Ryan Freel wasn't a Cub very long -- just two months and 14 games' worth of time, during which he hit .143/.226/.143 -- but I know he made an impression on people here with his imaginary friend "Farney" and his tough, bowl-people-over attitude on the field.
It was that attitude that got Freel several concussions during his playing career. Freel committed suicide a little less than a year ago, December 22, 2012, and Sunday his family revealed that he suffered from chronic traumatic encephalopathy, a brain disease that has become more and more common among professional athletes who have had multiple concussions during their careers:
The report from the Boston University Center for the Study of Traumatic Encephalopathy and Sports Legacy Institute was presented to Freel's mother and stepfather, Norma and Clark Vargas, and to representatives from Major League Baseball on Dec. 11 at the winter meetings in Lake Buena Vista. There, evidence confirmed that Freel was suffering from Stage II CTE when he committed suicide on Dec. 22, 2012. The family learned of the findings on the same day that MLB announced that it approved a ban on home-plate collisions. Freel, who retired in 2010 following an eight-year career in the majors, was reported to have suffered "nine or 10" concussions in his career. Clark Vargas said that the report on Freel will be published in a medical journal early next year.
The article goes into a great deal more detail on CTE and how it affected Freel's career and life, and as you likely know, CTE has led to suicides among several former NFL players, including ex-Chicago Bear Dave Duerson.
This is why Major League Baseball's move to ban home-plate collisions is a welcome move. Being a tough competitor doesn't necessarily have to mean you have to subject yourself to possible brain injury. Baseball isn't designed to be a contact sport, though some contact between players is unavoidable.
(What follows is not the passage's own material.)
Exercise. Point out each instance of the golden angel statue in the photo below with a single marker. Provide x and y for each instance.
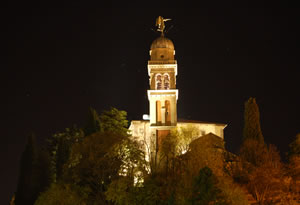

I'm glad MLB has taken this move.
Banning home-plate collisions wouldn't have made any difference for Freel, who wasn't a catcher, but I'd like it if playing professional sports didn't have to include things like this:
His career included a spate of well-documented head injuries, and later on, erratic behavior that was symptomatic of CTE. Freel struggled with depression and anxiety and had been diagnosed with adult attention deficit disorder. Numerous friends and family said that they saw a pronounced mental decline in Freel over the final years of his life.
For Freel's family, this doesn't bring him back, but it at least explains why. Maybe that's not much comfort, but now that we know more about what causes this disease, perhaps baseball and other sports will do more to help reduce or eliminate concussions.